From: Vlastimil Babka <vbabka@suse.cz>
To: Alexei Starovoitov <alexei.starovoitov@gmail.com>, bpf@vger.kernel.org
Cc: andrii@kernel.org, memxor@gmail.com, akpm@linux-foundation.org,
peterz@infradead.org, bigeasy@linutronix.de, rostedt@goodmis.org,
houtao1@huawei.com, hannes@cmpxchg.org, shakeel.butt@linux.dev,
mhocko@suse.com, willy@infradead.org, tglx@linutronix.de,
jannh@google.com, tj@kernel.org, linux-mm@kvack.org,
kernel-team@fb.com
Subject: Re: [PATCH bpf-next v8 6/6] bpf: Use try_alloc_pages() to allocate pages for bpf needs.
Date: Tue, 18 Feb 2025 16:36:53 +0100 [thread overview]
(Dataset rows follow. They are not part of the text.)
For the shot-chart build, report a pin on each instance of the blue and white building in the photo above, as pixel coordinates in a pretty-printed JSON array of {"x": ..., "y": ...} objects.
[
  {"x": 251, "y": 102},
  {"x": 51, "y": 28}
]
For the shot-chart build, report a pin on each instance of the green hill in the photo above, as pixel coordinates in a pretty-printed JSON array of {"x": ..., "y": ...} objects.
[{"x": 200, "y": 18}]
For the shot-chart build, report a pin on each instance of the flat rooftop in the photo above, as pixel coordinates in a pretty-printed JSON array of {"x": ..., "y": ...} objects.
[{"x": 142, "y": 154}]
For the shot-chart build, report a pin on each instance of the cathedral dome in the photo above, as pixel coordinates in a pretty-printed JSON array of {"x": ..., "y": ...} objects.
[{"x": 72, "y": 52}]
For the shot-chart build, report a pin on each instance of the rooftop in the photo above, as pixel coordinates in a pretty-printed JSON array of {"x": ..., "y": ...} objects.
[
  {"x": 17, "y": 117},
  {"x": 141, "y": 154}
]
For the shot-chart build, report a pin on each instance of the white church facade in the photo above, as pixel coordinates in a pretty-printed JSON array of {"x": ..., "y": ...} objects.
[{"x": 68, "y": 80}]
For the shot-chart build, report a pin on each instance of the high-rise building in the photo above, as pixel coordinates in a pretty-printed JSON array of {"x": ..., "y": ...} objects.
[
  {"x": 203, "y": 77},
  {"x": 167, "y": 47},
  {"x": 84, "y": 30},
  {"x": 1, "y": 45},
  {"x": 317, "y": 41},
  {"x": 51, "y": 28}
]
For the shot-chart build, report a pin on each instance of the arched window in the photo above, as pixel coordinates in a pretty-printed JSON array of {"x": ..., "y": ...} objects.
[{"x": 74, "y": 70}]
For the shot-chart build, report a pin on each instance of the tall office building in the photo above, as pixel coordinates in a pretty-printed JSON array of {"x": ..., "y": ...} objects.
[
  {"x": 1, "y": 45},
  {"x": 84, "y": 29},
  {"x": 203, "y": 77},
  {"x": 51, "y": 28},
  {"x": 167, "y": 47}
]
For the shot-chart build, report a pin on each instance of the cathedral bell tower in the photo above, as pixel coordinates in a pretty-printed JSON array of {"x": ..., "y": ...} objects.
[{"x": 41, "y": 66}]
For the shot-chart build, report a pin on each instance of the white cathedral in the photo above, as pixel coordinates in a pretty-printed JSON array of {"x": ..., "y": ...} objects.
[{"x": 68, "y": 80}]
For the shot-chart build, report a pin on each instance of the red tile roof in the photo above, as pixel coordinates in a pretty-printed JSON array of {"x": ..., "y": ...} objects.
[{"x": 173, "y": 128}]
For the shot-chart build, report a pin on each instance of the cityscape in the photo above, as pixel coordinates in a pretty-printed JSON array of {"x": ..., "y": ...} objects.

Message-ID: <fb983185-a577-405e-8fb4-b506d894cec5@suse.cz> (raw)
In-Reply-To: <20250213033556.9534-7-alexei.starovoitov@gmail.com>
On 2/13/25 04:35, Alexei Starovoitov wrote:
> From: Alexei Starovoitov <ast@kernel.org>
>
> Use try_alloc_pages() and free_pages_nolock() for BPF needs
> when context doesn't allow using normal alloc_pages.
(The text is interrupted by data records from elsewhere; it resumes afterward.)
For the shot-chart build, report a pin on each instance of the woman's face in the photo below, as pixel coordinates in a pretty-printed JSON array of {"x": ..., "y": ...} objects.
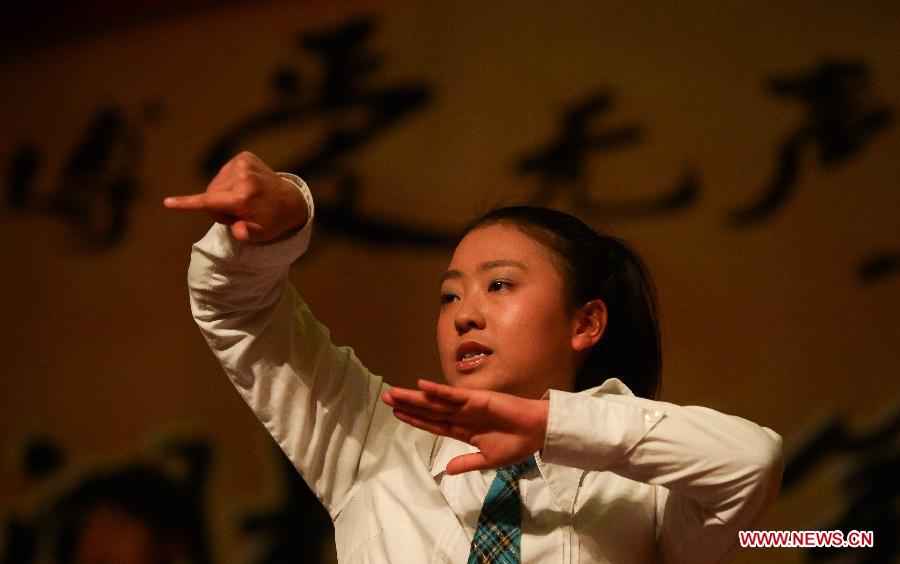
[{"x": 505, "y": 324}]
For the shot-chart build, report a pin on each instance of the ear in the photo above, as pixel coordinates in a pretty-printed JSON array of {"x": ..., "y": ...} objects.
[{"x": 590, "y": 324}]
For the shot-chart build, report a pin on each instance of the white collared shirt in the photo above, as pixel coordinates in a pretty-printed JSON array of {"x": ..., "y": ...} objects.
[{"x": 621, "y": 479}]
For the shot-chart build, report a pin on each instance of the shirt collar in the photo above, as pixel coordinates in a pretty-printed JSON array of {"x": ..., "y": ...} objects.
[{"x": 562, "y": 481}]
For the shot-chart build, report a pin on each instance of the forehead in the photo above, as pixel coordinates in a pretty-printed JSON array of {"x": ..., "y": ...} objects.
[{"x": 500, "y": 242}]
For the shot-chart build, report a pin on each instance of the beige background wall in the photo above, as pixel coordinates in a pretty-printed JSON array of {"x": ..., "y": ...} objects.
[{"x": 769, "y": 321}]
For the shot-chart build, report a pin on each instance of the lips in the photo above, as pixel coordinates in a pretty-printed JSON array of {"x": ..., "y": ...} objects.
[{"x": 470, "y": 355}]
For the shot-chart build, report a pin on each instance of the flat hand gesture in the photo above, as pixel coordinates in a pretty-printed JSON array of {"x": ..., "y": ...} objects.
[
  {"x": 506, "y": 429},
  {"x": 246, "y": 194}
]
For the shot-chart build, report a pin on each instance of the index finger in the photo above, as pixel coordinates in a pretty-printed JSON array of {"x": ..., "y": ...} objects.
[
  {"x": 220, "y": 202},
  {"x": 192, "y": 202},
  {"x": 444, "y": 392}
]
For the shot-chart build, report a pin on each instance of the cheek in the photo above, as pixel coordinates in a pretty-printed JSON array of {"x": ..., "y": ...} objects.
[{"x": 443, "y": 332}]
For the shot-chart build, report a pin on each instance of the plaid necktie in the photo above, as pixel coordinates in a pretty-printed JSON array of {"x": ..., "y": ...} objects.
[{"x": 498, "y": 534}]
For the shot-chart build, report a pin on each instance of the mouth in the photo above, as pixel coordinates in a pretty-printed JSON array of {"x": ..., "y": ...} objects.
[{"x": 470, "y": 355}]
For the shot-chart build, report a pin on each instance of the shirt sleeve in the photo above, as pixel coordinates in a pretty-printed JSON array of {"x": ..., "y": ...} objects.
[
  {"x": 718, "y": 472},
  {"x": 317, "y": 400}
]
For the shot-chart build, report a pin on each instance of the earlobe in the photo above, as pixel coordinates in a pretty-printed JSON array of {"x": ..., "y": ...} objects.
[{"x": 590, "y": 325}]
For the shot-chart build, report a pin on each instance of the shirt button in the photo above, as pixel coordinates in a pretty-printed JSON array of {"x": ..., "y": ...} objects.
[{"x": 652, "y": 416}]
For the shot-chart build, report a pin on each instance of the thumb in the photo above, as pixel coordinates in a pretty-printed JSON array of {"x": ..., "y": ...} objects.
[
  {"x": 240, "y": 231},
  {"x": 467, "y": 463},
  {"x": 243, "y": 230}
]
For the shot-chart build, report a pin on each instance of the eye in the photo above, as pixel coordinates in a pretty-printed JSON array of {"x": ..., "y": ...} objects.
[{"x": 498, "y": 285}]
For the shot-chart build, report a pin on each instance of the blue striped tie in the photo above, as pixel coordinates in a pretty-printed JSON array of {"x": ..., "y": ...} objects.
[{"x": 498, "y": 534}]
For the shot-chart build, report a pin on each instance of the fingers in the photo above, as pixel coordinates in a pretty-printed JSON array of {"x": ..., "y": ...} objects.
[
  {"x": 467, "y": 463},
  {"x": 415, "y": 398},
  {"x": 193, "y": 202},
  {"x": 444, "y": 392},
  {"x": 214, "y": 202},
  {"x": 422, "y": 409},
  {"x": 434, "y": 427}
]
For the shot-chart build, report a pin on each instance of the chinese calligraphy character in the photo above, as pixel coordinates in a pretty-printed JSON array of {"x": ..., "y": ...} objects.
[
  {"x": 870, "y": 483},
  {"x": 841, "y": 120},
  {"x": 880, "y": 266},
  {"x": 561, "y": 165},
  {"x": 348, "y": 111},
  {"x": 98, "y": 182}
]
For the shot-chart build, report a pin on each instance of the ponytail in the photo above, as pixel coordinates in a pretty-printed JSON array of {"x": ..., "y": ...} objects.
[{"x": 596, "y": 266}]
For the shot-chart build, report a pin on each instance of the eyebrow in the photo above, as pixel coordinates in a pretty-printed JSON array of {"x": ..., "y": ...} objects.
[{"x": 453, "y": 274}]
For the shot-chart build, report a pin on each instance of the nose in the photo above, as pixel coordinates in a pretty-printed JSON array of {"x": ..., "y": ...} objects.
[{"x": 469, "y": 315}]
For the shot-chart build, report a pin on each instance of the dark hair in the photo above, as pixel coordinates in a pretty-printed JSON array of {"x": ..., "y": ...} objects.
[{"x": 595, "y": 266}]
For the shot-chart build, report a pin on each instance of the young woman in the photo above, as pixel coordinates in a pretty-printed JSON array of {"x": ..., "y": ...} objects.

> This is a prerequisite for further work.
>
> Signed-off-by: Alexei Starovoitov <ast@kernel.org>
> ---
> include/linux/bpf.h | 2 +-
> kernel/bpf/arena.c | 5 ++---
> kernel/bpf/syscall.c | 23 ++++++++++++++++++++---
> 3 files changed, 23 insertions(+), 7 deletions(-)
>
> diff --git a/include/linux/bpf.h b/include/linux/bpf.h
> index f3f50e29d639..e1838a341817 100644
> --- a/include/linux/bpf.h
> +++ b/include/linux/bpf.h
> @@ -2348,7 +2348,7 @@ int generic_map_delete_batch(struct bpf_map *map,
> struct bpf_map *bpf_map_get_curr_or_next(u32 *id);
> struct bpf_prog *bpf_prog_get_curr_or_next(u32 *id);
>
> -int bpf_map_alloc_pages(const struct bpf_map *map, gfp_t gfp, int nid,
> +int bpf_map_alloc_pages(const struct bpf_map *map, int nid,
> unsigned long nr_pages, struct page **page_array);
> #ifdef CONFIG_MEMCG
> void *bpf_map_kmalloc_node(const struct bpf_map *map, size_t size, gfp_t flags,
> diff --git a/kernel/bpf/arena.c b/kernel/bpf/arena.c
> index 0975d7f22544..8ecc62e6b1a2 100644
> --- a/kernel/bpf/arena.c
> +++ b/kernel/bpf/arena.c
> @@ -287,7 +287,7 @@ static vm_fault_t arena_vm_fault(struct vm_fault *vmf)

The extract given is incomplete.